While the defect is prepared free-hand when using the shell technique, the dowel technique requires the use of cannulated dowel reamers. The goal of recipient-site preparation is the creation of a perfectly cylindrical void. To begin, a guide wire is inserted perpendicular to the tangent of the articular surface. The reamer is passed over the guide wire and advanced to a healthy, bleeding base of bone, usually measuring a depth of 6 to 12 mm referenced from the normal articular surface. In cases where multiple osteochondral plugs are required to fill the cartilage lesion, a bridge of 1 to 3 mm is left between recipient sites. Attempts should be made to avoid convergence of tunnels when multiple dowels are needed. Recipient sites that converge into each other risk inability to fully seat each graft and/or inadequate press-fit fixation.

Allograft preparation can commence only after the recipient site dimensions have been determined. Using a surgical marker, hash marks are made on the adjacent articular cartilage at the 12-, 3-, 6-, and 9-o’clock positions of defect border. The depth of the defect is measured at each of these four sites and recorded. These measurements serve as a guide to assist in the creation of a dowel allograft plug.

The contour of the allograft articular cartilage must replicate the contour of the surface to be recreated. A medial condyle defect can be restored equally effectively using a medial or lateral hemicondyle allograft [25••]. With the allograft hemicondyle secured in a commercially available holder, a cylindrical dowel is created using a donor reamer passed perpendicular to the tangent of the articular surface. Using the measured depths of the recipient site, the graft is marked at four quadrants of the allograft dowel. These markings serve a guide to cut the graft and ensure correct length of the graft dowel. The osseous portion of the graft is copiously irrigated to minimize allogeneic cells that may contribute to graft-host reaction.

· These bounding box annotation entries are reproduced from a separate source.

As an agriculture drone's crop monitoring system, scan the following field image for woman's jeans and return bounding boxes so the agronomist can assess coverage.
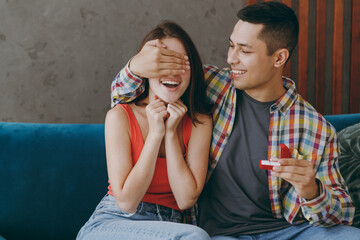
[76,195,210,240]
[211,222,360,240]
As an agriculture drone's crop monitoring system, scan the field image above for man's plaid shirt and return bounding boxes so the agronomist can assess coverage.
[111,65,355,226]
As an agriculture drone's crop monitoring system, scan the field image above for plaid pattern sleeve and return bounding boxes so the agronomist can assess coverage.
[269,79,355,226]
[204,65,236,179]
[111,64,145,107]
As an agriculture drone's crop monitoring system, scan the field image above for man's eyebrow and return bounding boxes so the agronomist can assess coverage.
[229,37,253,48]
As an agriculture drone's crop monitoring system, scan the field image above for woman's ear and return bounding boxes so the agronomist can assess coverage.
[273,48,289,68]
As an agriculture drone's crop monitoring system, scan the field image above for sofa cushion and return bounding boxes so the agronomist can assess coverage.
[0,123,108,240]
[338,123,360,228]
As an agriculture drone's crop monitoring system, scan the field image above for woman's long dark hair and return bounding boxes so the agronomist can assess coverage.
[137,21,211,125]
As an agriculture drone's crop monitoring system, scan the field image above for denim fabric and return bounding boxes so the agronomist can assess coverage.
[211,222,360,240]
[76,195,210,240]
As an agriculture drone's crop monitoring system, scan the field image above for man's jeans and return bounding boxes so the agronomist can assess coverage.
[211,222,360,240]
[76,195,210,240]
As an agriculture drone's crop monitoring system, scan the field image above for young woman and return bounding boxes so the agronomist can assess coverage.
[77,22,212,239]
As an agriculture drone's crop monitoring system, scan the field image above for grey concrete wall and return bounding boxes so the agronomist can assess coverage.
[0,0,246,123]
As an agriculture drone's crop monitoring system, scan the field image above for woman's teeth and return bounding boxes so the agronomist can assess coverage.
[161,81,180,88]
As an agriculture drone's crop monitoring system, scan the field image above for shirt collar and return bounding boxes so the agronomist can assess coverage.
[270,77,298,115]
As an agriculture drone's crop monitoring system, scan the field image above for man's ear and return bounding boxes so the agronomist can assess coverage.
[273,48,289,68]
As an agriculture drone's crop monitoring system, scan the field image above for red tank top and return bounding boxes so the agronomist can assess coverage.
[108,104,192,210]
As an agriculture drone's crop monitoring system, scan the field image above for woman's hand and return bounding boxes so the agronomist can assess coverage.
[165,100,187,133]
[145,98,168,139]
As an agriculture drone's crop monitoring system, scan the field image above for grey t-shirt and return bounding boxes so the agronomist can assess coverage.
[198,90,290,236]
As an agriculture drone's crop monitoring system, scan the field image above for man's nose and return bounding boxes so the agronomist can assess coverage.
[227,50,240,65]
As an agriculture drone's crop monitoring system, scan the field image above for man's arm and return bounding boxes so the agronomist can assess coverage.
[300,130,355,226]
[273,128,355,227]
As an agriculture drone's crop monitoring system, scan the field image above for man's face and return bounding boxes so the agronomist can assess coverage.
[227,20,275,99]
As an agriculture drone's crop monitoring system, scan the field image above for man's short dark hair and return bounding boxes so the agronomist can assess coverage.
[237,2,299,58]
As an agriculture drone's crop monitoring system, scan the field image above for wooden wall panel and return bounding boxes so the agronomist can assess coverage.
[297,0,309,99]
[349,0,360,113]
[332,0,344,114]
[315,1,326,112]
[243,0,360,114]
[281,0,291,78]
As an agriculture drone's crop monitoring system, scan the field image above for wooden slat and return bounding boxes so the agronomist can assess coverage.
[298,0,309,99]
[246,0,257,5]
[315,1,326,113]
[332,0,344,114]
[349,0,360,113]
[281,0,292,78]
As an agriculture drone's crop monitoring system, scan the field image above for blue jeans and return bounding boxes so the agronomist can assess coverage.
[211,222,360,240]
[76,195,210,240]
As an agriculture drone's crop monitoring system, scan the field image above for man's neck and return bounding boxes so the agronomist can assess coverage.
[244,77,286,102]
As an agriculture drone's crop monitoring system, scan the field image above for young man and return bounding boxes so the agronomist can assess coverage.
[112,2,360,239]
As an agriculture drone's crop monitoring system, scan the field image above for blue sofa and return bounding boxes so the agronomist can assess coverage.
[0,114,360,240]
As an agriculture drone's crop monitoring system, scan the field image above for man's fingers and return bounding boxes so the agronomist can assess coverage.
[160,48,189,61]
[279,158,312,167]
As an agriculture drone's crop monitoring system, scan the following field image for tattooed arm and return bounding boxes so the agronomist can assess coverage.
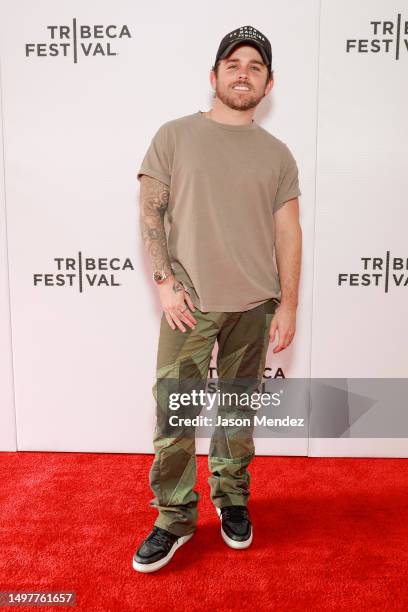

The dowel allograft is positioned with the hash marks aligned and gently tapped into place. Regardless of technique, precise contour matching and gentle handling of the articular surface are important elements contributing to the ultimate success of the procedure. Often times, especially when an osteochondral dowel is used, one of the quadrants of the graft does not match the contour of the recipient surface layer [25••]. This “uneven” edge is usually turned toward the less articulating region such as the border of the notch. Multiple studies have demonstrated that contact pressures on the graft are maximal when the surface of the allograft is left proud when compared to the recipient articular cartilage surface layer [26, 27].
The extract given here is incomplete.